To predict concentration, call inv_predict. To calculate accuracy, call accuracy. type, zero, and weigtht can be modified directly. To change internal standard, modify analyte. After any modification, call update_calibration! with method to update the model.

SingleCalibration

This type contains data for single pont calibration.

Field	Description
`analyte`	`Tuple{A}` is the analyte with known concentration (internal standard).
`conc`	`Float64`, concentration of analyte.

Batch

Batch{A, M, C, D} represents a batch for quantitative analysis.

Property	Description
`method`	`M <: AnalysisMethod{A}`, method.
`calibration`	`C <: Union{AbstractVector{MultipleCalibration{<: A}}, AbstractVector{SingleCalibration{<: A}}}`
`data`	Data for analysis, `D <: Union{AnalysisTable{<: A}, Nothing}`.
`analyte`	`AbstractVector{A}`, analytes in user-defined types, identical to `method.analytetable.analyte`.
`isd`	`AbstractVector{<: A}`, analytes which are internal standards, identical to `method.analytetable.analyte`.
`nonisd`	`AbstractVector{<: A}` that each analytes are not internal standards.
`point`	`AbstractVector{S}` or `Nothing`, calibration points, identical to `method.point`.
`level`	`AbstractVector{Int}`, calibration levels, identical to `method.level`.

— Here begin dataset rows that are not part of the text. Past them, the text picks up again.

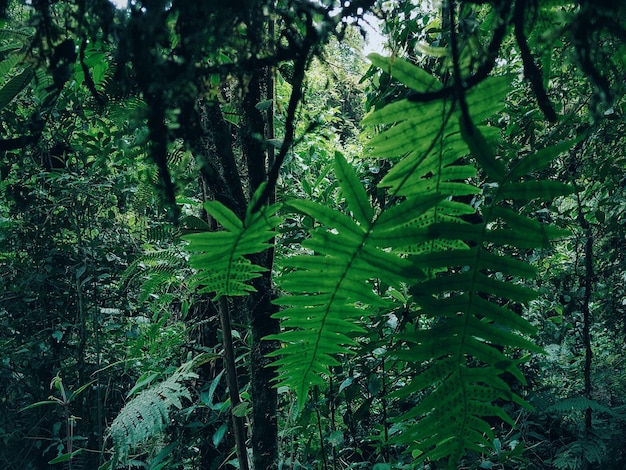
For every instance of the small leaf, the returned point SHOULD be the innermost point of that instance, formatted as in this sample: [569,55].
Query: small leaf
[218,436]
[481,150]
[65,457]
[353,191]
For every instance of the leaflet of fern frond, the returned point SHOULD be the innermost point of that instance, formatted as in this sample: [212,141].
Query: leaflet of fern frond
[517,238]
[300,300]
[457,230]
[516,221]
[505,265]
[478,408]
[415,188]
[405,212]
[354,192]
[328,217]
[487,354]
[498,336]
[481,150]
[223,215]
[414,136]
[400,237]
[409,74]
[486,98]
[401,110]
[501,315]
[306,320]
[431,375]
[536,189]
[457,172]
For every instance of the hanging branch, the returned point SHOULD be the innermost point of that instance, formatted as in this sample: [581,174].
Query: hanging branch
[531,71]
[300,65]
[483,70]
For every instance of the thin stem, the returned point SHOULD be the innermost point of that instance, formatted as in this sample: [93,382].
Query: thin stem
[239,429]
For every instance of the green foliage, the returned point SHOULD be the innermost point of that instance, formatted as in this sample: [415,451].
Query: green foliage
[148,414]
[460,274]
[222,257]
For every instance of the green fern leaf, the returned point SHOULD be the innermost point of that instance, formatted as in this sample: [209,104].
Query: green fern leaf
[221,257]
[14,86]
[330,286]
[413,77]
[465,349]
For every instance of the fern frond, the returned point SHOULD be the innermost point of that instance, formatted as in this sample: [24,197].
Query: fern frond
[471,280]
[330,287]
[221,257]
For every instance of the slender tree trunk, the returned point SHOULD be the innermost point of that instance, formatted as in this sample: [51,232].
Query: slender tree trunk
[239,430]
[587,283]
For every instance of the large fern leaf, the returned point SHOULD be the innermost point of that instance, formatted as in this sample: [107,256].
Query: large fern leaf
[330,287]
[221,258]
[459,360]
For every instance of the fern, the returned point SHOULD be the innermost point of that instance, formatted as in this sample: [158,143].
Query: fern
[331,286]
[148,414]
[464,350]
[154,270]
[221,258]
[460,273]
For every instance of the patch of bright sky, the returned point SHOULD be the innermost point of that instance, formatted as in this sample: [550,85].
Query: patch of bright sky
[119,3]
[374,41]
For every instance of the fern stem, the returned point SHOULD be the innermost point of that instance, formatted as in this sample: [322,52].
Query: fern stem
[239,430]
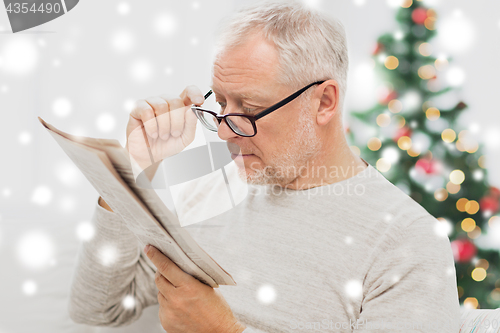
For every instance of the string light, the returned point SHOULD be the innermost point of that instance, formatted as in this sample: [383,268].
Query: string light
[482,162]
[478,274]
[404,143]
[472,207]
[425,49]
[448,135]
[374,144]
[440,194]
[383,165]
[383,120]
[412,152]
[452,188]
[474,233]
[457,177]
[406,3]
[426,72]
[432,113]
[391,62]
[461,204]
[399,120]
[441,63]
[468,224]
[395,106]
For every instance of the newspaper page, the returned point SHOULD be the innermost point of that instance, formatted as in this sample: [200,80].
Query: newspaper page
[107,166]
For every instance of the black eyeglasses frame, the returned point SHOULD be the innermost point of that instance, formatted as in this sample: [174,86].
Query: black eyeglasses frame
[251,118]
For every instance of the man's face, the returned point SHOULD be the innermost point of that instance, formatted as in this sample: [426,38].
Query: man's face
[245,78]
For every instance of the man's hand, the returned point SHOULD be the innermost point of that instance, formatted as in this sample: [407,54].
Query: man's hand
[186,304]
[163,125]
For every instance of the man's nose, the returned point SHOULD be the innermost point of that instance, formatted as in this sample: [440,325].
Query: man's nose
[225,132]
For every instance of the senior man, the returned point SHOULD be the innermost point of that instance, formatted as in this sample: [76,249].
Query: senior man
[342,250]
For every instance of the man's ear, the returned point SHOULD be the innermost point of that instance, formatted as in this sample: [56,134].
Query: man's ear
[328,95]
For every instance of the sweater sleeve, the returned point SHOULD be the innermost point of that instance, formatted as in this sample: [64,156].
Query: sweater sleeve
[113,280]
[411,285]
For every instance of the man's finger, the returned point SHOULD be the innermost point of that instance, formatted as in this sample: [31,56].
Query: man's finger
[160,107]
[192,95]
[177,110]
[167,267]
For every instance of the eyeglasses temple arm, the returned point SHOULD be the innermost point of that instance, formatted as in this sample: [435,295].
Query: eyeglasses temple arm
[286,100]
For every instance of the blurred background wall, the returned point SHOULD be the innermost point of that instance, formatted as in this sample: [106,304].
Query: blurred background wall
[83,71]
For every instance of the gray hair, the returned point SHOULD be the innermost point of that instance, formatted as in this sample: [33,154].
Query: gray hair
[311,46]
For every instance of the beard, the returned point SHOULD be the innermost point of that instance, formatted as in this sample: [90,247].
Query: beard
[284,165]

Constructors for Batch{A, M, C, D}:

Batch(method::M, calibration::C, data::D = nothing)
Batch(method::AnalysisMethod, data = nothing; type = true, zero = false, weight = 0)
Batch(batch::Batch, at::AnalysisTable)
Batch(dt::AbstractDataTable; signal::Symbol = :area, calid = r"Cal_(\d)_(\d*-*\d*)", order = "LR", f2c = 1, parse_decimal = x -> replace(x, "-" => "."))

The last method allows user to use encoded sample names to generate AnalysisMethod. Note that the returned batch does not have any calibration curves, which allows user to modify analytetable, and then apply init_calibration! to start calibrate.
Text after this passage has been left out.